/RESCUE

Resolving Species Level Classification Using Emu

Primary LanguageShell

RESCUE

Resolving
Species-level
Classification
Using
Emu

Updated pipeline and Methods for 16S-ITS-23S rRNA Nanopore Sequencing with Custom Barcodes.

Last update: January 20, 2023

This repo serves as a functional pipeline to perform bacterial classification and abundance analysis using Nanopore sequencing technologies. The pipeline was created specifically to use custom barcoded RRN amplicons to sequence using Nanopore. The primers listed here create a 4,500bp fragment containing the entire 16S rRNA, the intergenic spacer region, and most of the 23s rRNA. Theoretically, any primers you choose can work for this pipeline as long as contraints in the programs are changed. For further information about the pipeline and the results of a validation study, please visit (and cite) the following publications from the Triplett Lab:

RESCUE: a Validated Nanopore Pipeline to Classify Bacteria Through Long-Read, 16S-ITS-23S rRNA Sequencing (2022)

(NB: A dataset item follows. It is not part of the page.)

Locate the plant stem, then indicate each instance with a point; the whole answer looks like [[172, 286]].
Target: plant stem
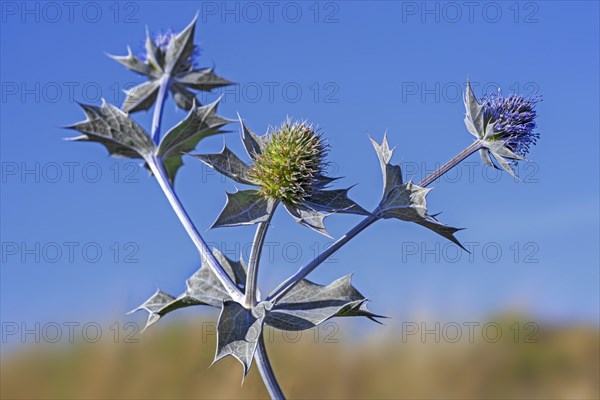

Detailed Steps for full individual explanations

1. Installation

This package is intented to be installed onto HPC systems with necessary programs listed as modules.
However, this shell script can run locally after installing all programs into local conda environments

1a. Local Installations

We will install all of the required programs into a conda environment Create a conda environment. Please run these EXACTLY as shown below.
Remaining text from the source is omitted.